As one of our favourite tasty treats, chocolate comes in many different shapes, forms, and flavours. But when and where did it originally come from? How has it evolved into what it is today? This short article will answer these questions and detail how a humble bean developed into the multi-million-dollar industry which supplies us with chocolate. Christmas is especially associated with chocolate with unique seasonal recipes, tree ornaments and the giving of all types of chocolate as gifts.

The Origin of Chocolate

The history of chocolate begins in Mesoamerica over four thousand years ago when the Mexican people used the seeds of the cacao to make a fermented beverage. They regarded the seeds as a gift from the gods, and they were so highly prized they were used as a form of currency.
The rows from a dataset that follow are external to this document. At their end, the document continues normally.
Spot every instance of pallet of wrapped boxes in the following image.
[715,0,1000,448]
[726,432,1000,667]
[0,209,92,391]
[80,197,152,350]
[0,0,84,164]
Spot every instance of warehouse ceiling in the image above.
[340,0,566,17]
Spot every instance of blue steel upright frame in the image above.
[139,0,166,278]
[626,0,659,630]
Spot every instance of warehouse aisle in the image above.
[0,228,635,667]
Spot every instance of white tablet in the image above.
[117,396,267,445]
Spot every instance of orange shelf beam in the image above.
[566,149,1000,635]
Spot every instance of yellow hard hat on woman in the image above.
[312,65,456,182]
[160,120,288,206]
The drink was a bitter liquid mixed with spices and corn puree and was believed to give the drinker strength and virility; it is still drunk today in parts of southern Mexico and Central America.

Chocolate Comes to Europe

Spanish explorers Columbus and Cortes first encountered the cacao bean in the early 1500s. cacao was brought back to Spain, where it was introduced to the royal court sometime later by Jesuit friars. Still served as a drink, it was mixed with sugar and honey to counteract the natural bitterness, and it soon became a court favourite. The demand for chocolate increased and, by the early 17th century, had created a thriving slave market as early processing methods were extremely slow. Cacao plantations spread throughout the Americas as the English, Dutch, and French colonised and planted.

Further Developments

In 1729 the first mechanical cocoa grinder was invented in Bristol, England, and various improvements in technology using water, steam and horsepower improved machines until the chocolate refining process was brought by Joseph Fry. He then started the famous company which is still making chocolate today.

Nearly one hundred years later, a dutchman named Conrad van Houten made two advancements, reducing its bitterness, and removing half the natural fat. This product was called Dutch Cocoa, and the processes made chocolate easier to produce and more consistent in its quality. The final development in 1847 came when J.S. Fry & Sons learned to make mouldable chocolate by adding back melted cacao butter starting the modern era of chocolate.

Over the next fifty years, famous chocolate producing companies such as Lindt in Switzerland and Hersey’s in the USA were formed and are producing the delicious modern treats we eat today.